First and foremost, it is necessary to ask ourselves: how did the fragility of environmental policies and inspection bodies foster the strengthening of criminal activities in the Amazon? The answer to this question is not quite simple, but there is a crucial starting point if we consider the constant interference of the current federal government in IBAMA, FUNAI and even in the Federal Police, associated with the cut of resources and that the scrapping of these bodies, was, to a large extent, responsible for the worsening of the vulnerable condition in which forest peoples find themselves.

This is how indigenous communities have their territories invaded by miners, quilombola communities have their lands taken by loggers and mining companies and riverside people are enticed by drug traffickers.

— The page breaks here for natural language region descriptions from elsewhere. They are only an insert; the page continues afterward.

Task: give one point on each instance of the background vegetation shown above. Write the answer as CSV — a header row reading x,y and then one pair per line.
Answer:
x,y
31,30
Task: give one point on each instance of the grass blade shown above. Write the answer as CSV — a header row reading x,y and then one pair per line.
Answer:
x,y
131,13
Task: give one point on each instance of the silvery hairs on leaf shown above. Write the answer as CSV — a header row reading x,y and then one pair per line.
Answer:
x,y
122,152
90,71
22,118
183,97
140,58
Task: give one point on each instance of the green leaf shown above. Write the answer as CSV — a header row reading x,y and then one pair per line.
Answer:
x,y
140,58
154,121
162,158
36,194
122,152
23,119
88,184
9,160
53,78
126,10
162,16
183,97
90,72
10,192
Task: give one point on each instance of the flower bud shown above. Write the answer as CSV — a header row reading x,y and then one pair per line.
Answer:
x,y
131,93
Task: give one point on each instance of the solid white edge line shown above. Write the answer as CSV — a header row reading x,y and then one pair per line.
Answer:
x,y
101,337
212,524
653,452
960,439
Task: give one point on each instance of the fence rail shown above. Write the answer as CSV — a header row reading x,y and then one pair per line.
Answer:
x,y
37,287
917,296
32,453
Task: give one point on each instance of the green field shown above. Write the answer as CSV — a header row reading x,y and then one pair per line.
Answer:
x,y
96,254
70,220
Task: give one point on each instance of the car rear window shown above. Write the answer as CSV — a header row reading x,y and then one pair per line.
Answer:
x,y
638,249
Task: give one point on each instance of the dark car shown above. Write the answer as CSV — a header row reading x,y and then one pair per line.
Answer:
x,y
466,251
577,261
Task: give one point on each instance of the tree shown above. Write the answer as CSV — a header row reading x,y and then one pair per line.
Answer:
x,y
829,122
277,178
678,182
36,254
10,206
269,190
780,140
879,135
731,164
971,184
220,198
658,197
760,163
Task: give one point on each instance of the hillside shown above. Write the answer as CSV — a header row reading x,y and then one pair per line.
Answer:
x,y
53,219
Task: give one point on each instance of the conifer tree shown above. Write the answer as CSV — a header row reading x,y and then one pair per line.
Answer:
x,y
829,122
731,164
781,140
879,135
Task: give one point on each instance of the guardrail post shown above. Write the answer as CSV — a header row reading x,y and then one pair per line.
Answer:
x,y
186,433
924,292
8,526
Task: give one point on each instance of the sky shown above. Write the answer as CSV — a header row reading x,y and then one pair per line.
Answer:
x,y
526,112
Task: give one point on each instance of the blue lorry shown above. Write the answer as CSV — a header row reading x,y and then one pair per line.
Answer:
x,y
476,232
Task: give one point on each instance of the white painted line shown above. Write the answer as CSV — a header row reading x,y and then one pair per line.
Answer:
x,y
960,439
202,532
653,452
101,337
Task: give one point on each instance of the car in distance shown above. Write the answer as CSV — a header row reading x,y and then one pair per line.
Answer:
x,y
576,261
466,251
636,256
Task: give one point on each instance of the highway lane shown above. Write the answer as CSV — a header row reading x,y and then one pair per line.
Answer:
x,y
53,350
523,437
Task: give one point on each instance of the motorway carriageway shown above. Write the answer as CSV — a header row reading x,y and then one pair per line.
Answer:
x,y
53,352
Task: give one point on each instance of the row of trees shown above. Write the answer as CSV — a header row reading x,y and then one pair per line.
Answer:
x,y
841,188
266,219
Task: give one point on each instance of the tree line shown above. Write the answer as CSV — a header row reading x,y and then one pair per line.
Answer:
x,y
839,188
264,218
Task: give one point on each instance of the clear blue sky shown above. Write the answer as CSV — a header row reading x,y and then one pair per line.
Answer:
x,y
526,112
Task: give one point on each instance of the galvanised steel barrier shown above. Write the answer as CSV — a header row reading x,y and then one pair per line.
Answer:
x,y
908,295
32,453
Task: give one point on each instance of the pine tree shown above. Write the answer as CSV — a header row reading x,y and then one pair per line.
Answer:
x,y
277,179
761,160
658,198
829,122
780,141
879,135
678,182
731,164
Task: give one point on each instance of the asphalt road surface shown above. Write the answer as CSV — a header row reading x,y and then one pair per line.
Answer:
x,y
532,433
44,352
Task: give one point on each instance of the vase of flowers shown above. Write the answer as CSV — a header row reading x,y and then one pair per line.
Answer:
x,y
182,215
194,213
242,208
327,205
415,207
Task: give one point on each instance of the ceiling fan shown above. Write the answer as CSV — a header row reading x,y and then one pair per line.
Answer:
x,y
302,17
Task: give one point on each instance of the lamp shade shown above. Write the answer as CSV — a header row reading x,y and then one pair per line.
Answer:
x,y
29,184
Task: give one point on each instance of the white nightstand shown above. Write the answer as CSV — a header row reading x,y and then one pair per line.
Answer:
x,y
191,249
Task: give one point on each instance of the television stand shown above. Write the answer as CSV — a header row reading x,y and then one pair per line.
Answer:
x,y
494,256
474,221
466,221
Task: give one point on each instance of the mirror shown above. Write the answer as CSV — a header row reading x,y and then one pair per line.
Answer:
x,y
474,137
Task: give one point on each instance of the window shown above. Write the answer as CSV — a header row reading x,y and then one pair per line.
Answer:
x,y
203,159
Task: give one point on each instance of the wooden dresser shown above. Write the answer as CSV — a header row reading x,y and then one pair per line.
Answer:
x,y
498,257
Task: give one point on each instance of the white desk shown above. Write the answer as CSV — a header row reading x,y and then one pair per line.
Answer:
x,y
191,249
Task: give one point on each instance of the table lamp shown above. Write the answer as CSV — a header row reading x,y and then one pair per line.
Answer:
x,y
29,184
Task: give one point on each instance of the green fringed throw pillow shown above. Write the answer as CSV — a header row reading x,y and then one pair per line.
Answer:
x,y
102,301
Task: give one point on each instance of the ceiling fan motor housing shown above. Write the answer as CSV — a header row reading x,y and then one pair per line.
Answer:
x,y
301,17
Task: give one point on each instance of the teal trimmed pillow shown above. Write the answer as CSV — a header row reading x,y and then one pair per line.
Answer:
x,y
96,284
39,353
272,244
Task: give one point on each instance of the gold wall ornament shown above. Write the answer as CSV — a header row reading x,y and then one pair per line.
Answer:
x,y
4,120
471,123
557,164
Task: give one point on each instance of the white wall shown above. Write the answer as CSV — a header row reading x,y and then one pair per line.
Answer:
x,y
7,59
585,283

Apparently, the Amazon is immersed in a complexity of social and environmental conflicts, that is, presenting itself as a troublesome region, from the point of view of regional security.

Finally, we must emphasize that one of the tasks of the next government will be to take care of the Amazon, preserve its nature and protect its populations. Confronting the organized crime locally established and its multiple connections will only be possible by means of institutional strengthening and the resumption of institutional policies for the preservation and protection of the forest. That is the only way by which we might envisage possibilities of achieving the most desired sustainability.